Legislation read for the first time Monday will provide an estimate for assessments for curbs, gutters and sidewalks. Sidewalks will be reviewed by Engineering Department personnel to see if it needs replaced.
A change in the process includes a public hearing earlier in the process in order to receive public input on the project.
“They want to have an East Benton Street project meeting for the first part of January to go over street layout, sidewalk assessments and driveway approaches as well as to inform residents about possible replacement of their utilities, especially natural gas,” Metz said. “The natural gas company will replace the main line but they will replace the lateral to the property if they request it and we, as the city, will do the same with the main lines and laterals for water and sanitary.”
4th Ward Councilor Dan Graf announced a meeting is scheduled for Jan. 10, but no time has been set yet.
Metz said the East Benton Street project will be completed in 2012 as well as the West Mechanic Street overlay project. The city is bidding out the paving portion, but city crews will replace curb and gutter.
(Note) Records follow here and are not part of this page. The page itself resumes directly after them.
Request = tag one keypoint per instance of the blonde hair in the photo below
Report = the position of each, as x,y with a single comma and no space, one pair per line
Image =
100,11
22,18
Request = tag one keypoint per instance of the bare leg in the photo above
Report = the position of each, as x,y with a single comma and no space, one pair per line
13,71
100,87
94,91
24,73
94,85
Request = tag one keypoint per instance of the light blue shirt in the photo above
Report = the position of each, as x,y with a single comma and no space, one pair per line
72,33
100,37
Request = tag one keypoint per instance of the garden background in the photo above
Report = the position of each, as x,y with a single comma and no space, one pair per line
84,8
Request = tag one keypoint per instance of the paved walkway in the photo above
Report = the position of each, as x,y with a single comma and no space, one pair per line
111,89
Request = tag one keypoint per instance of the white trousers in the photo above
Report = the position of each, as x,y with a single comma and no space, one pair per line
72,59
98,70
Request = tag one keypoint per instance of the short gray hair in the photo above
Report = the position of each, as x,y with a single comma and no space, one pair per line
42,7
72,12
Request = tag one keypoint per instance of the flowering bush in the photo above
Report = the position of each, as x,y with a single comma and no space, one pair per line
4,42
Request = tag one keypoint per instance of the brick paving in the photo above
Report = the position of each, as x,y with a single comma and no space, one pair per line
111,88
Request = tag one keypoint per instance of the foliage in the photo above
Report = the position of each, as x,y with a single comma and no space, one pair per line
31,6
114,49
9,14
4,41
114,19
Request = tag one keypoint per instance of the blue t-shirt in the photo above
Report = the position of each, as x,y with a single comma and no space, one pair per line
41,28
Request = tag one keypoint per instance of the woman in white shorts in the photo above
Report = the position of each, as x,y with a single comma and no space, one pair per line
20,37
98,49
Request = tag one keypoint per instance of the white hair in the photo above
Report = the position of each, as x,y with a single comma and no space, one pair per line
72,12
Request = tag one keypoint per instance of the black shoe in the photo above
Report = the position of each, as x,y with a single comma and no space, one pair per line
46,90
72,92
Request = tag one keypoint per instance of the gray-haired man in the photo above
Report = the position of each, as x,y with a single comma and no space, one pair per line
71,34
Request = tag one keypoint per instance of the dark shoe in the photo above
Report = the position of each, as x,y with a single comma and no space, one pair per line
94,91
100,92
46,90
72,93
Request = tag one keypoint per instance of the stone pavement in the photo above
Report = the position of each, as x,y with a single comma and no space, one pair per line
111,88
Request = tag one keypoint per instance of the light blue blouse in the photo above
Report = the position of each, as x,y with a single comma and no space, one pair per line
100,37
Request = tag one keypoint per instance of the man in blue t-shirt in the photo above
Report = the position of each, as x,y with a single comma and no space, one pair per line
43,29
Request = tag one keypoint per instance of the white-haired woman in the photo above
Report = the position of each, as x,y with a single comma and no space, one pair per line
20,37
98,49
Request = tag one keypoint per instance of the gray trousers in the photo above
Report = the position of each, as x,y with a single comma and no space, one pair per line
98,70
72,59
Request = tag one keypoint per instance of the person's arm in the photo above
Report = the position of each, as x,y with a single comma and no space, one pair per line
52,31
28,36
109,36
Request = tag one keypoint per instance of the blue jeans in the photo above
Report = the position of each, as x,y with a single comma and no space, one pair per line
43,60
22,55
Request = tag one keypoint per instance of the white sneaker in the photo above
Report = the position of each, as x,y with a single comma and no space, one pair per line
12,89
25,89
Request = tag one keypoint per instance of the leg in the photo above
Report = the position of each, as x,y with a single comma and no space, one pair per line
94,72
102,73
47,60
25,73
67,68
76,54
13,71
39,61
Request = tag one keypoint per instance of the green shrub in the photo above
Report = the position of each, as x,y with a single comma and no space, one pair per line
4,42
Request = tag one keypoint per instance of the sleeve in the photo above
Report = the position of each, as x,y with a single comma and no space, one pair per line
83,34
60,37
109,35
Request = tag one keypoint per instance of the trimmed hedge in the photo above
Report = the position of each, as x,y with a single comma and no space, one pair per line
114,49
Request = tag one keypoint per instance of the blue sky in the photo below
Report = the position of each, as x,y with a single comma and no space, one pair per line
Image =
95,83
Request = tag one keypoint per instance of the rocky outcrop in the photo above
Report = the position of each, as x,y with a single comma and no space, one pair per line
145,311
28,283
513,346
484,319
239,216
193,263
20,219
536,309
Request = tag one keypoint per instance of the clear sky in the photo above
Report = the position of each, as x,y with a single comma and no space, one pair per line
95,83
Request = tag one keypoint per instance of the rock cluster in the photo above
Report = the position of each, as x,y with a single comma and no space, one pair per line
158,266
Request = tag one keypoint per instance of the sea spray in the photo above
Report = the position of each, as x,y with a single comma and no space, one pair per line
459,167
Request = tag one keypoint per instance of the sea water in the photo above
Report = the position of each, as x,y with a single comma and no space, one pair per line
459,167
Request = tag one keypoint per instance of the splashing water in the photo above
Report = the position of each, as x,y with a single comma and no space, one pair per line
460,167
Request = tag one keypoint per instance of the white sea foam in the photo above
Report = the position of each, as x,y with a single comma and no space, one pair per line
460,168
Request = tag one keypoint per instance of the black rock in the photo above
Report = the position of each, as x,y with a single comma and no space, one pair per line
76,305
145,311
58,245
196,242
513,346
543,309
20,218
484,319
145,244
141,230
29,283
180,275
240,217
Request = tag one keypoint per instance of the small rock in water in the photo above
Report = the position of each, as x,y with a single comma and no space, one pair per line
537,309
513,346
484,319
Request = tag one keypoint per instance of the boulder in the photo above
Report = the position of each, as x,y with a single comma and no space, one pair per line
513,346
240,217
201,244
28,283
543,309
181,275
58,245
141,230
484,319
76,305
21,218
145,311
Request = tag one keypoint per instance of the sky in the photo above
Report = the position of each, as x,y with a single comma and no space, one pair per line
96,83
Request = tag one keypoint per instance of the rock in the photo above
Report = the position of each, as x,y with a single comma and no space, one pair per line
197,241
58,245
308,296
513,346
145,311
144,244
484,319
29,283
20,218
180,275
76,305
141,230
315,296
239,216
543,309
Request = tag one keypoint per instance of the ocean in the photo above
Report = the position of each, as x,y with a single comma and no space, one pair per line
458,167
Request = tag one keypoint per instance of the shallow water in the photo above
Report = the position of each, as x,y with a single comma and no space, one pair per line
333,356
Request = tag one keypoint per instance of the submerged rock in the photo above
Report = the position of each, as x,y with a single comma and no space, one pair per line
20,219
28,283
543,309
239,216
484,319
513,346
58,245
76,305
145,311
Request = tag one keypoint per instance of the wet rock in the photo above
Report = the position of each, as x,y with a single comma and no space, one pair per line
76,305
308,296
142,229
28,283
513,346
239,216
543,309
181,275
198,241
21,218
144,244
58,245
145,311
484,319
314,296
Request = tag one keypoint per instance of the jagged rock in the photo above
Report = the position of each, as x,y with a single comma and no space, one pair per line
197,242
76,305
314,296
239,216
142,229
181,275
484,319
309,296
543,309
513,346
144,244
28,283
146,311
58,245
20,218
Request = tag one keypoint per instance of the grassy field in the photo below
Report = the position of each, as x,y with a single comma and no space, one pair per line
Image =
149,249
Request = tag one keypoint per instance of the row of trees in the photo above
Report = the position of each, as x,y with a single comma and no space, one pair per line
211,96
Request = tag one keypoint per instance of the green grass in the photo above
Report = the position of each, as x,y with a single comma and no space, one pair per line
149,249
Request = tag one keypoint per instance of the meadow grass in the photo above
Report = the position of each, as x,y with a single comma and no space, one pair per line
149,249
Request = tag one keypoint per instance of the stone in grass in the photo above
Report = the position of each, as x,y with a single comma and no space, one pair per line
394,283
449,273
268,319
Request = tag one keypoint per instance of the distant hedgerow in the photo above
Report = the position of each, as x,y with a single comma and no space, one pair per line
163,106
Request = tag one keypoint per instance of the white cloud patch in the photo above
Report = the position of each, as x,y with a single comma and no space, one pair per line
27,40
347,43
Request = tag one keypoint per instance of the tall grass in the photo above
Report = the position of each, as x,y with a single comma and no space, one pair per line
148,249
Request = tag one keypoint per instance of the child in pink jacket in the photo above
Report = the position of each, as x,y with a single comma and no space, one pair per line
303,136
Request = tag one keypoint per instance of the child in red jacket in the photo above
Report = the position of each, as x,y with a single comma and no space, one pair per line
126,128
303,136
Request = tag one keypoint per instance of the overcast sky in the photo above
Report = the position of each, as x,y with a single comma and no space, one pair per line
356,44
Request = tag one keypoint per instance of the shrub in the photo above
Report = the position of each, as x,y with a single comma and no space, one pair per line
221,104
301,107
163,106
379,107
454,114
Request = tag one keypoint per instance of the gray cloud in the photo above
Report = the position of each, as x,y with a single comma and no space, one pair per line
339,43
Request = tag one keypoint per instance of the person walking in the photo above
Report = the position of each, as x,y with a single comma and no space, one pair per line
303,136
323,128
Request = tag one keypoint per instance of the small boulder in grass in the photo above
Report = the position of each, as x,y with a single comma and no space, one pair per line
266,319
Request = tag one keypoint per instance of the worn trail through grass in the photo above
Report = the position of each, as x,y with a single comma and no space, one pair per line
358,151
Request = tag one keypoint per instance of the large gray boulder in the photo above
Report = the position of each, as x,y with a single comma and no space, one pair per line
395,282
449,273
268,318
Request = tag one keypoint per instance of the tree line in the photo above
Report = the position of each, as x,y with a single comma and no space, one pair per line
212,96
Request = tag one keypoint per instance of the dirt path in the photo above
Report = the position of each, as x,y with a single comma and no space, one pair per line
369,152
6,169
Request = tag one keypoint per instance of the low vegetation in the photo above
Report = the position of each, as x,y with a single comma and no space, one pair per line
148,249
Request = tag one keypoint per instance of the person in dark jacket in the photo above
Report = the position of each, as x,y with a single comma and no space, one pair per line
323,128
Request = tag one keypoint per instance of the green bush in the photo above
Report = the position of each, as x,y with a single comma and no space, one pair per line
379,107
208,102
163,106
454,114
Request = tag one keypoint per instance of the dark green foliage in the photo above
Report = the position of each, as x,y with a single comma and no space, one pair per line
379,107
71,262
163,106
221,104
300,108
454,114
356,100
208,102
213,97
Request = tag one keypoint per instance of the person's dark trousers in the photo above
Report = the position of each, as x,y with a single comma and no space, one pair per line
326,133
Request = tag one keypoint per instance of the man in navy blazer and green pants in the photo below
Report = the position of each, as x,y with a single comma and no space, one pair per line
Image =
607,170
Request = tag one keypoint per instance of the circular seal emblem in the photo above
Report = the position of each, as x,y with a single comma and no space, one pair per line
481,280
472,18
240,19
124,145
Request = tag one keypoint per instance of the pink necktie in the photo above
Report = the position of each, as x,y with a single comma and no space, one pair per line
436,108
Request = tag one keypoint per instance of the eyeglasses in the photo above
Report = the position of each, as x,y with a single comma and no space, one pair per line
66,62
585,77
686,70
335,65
During Monday’s meeting, councilors continued to debate if curbs and gutters should be the financial responsibility of the city and not assessed to the property owner.
1st Ward Councilor Jim Neumeier argued curbs and gutters should be considered part of the street and thus the city’s responsibility.
Councilors-at-large Tom Finkelmeier Jr. and Steve Walter explained federal money would not permit assessments on a couple state-funded projects and defended the assessment process.
Metz also explained the city will use money in the Job Ready Sites fund created to help with improvements to gain state certification for the 471-acre West Central Ohio Industrial Center. The money are state funds to improve the park.
Since the Progress Drive project came under budget, JRS money is still available for another project and Short Road was selected.
The third project for 2012 is to repave Rauthland, Wagner and Douglas streets using Scrap Tire Amnesty Grant, through the Ohio Department of Natural Resources to use recycled tires for a repaving project. The grant requires a 50 percent match from the city.
Metz explained the East Auglaize Street project is scheduled for 2013 and the West Auglaize Street project is for 2014 or later. Both will use state grant money.